Law is the set of rules established by a community and enforced by its authority. Law is a complex concept with many different aspects, and the study of it requires a deep understanding of the interplay between social and political systems, as well as an appreciation for the history of legal thought.

Legal systems vary widely, but the fundamental principles of Law are universal: a rule-based system that sets standards and clarifies rights and duties; an open, democratic process for adopting laws; transparency in the making of decisions; and judicial independence. In addition, laws should be publicized and stable. They should be applied equally to everyone and be enforced by an impartial system of courts and tribunals.

The subjects of Law are broad and include everything from contract law, to tax law, banking regulation, space law, property law, labor law, bankruptcy law, evidence law and civil procedure, among others. Space law, for example, addresses the rights and obligations of human activities in Earth orbit and outer space. Tax law consists of regulations concerning value added tax, corporate and income taxes. Banking law involves laws about deposit-taking and investment, including minimum capital standards and prudential rules for banks. Property law enshrines people’s ownership rights in tangible objects (such as land or buildings) and intangible assets, such as stocks and shares. Labor law focuses on the tripartite industrial relationship of worker, employer and trade union, and encompasses regulations on collective bargaining, job security and the right to strike.

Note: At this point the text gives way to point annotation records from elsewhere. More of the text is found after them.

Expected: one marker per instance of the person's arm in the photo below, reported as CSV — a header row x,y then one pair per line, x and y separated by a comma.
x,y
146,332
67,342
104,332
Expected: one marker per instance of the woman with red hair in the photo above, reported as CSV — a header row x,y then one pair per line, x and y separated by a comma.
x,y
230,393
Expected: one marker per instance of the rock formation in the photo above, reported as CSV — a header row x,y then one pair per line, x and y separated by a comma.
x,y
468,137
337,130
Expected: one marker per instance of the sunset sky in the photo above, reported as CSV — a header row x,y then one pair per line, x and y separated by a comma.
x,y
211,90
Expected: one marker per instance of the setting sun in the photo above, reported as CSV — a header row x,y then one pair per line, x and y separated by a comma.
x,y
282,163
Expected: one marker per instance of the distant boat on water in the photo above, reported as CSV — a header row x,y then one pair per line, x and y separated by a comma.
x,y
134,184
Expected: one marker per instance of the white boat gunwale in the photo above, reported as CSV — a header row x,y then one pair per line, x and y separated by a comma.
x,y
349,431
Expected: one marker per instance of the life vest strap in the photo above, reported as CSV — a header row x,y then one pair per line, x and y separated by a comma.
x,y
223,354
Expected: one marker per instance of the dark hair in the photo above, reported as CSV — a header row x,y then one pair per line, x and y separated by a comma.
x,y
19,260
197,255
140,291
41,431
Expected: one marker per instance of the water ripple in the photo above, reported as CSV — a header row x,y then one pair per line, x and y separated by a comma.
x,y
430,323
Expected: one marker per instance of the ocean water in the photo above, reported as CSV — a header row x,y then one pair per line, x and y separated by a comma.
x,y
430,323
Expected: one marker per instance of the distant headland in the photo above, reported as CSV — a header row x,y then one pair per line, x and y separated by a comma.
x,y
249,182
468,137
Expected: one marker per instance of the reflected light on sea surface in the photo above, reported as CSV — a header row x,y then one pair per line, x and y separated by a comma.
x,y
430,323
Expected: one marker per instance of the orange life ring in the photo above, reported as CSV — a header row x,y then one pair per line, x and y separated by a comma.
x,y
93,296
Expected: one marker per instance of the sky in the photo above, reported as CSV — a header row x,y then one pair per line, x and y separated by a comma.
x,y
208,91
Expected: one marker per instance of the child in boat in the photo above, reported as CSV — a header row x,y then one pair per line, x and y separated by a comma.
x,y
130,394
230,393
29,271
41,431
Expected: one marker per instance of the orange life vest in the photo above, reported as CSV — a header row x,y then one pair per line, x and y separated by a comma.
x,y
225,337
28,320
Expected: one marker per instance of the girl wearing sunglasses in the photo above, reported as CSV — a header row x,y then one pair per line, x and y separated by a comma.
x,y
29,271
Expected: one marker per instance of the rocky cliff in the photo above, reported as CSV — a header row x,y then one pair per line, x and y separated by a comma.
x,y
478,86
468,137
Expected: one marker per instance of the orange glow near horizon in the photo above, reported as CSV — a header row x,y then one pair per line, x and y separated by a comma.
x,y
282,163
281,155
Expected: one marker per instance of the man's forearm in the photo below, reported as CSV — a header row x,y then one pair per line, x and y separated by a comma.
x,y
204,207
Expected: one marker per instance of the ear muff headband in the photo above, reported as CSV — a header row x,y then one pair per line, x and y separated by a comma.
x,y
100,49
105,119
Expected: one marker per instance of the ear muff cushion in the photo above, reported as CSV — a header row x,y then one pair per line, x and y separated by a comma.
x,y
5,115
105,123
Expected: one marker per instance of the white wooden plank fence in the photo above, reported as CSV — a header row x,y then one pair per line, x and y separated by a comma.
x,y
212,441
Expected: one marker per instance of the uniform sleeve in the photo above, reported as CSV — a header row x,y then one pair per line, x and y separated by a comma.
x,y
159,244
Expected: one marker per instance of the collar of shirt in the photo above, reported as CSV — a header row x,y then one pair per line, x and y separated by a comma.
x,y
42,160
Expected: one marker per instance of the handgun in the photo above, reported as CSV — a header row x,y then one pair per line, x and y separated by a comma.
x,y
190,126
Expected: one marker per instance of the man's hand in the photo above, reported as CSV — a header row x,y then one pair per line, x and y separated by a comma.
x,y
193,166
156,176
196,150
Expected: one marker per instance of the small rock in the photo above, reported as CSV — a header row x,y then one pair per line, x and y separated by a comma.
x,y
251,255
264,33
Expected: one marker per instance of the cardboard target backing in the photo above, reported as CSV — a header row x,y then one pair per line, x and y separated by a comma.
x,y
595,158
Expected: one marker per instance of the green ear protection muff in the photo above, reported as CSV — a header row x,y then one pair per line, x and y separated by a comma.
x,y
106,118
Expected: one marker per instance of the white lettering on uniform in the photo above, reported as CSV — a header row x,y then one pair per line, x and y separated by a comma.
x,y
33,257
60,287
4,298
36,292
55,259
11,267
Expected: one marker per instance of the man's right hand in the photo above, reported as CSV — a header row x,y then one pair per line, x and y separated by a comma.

In the common law legal system, judges – government officials who decide lawsuits – are a key element of the law. A judge’s decision is called a judgment. Judgments are based on the law and are binding upon lower courts, under the principle of stare decisis. In some cases, however, a judge may deviate from a previous decision by the same court, or other courts of appeals, for specific reasons.

Modern law also incorporates a variety of ethical principles, including honesty, integrity, and impartiality. It is important for judges to be aware of these when applying the law in their day-to-day work.

The purpose of the law is to protect individual liberty and promote social stability. To do so, it establishes standards and maintains order, resolves disputes, and ensures justice is served. It does this by providing a clear statement of rights and duties, with appropriate remedies. It adapts to social change and new needs by adjusting the existing rules through the judicial process, by way of interpretation and creative jurisprudence. It is also transparent and accessible to all citizens. The legal system should be rooted in universal principles of equity and justice, while reflecting the demographics of the community it serves. The law should be fair, impartial, and predictable. It should be administered by competent, ethical professionals. Finally, the law should be accessible to all, and be free from political interference. The Law is the backbone of a democratic society. Without it, a society would collapse.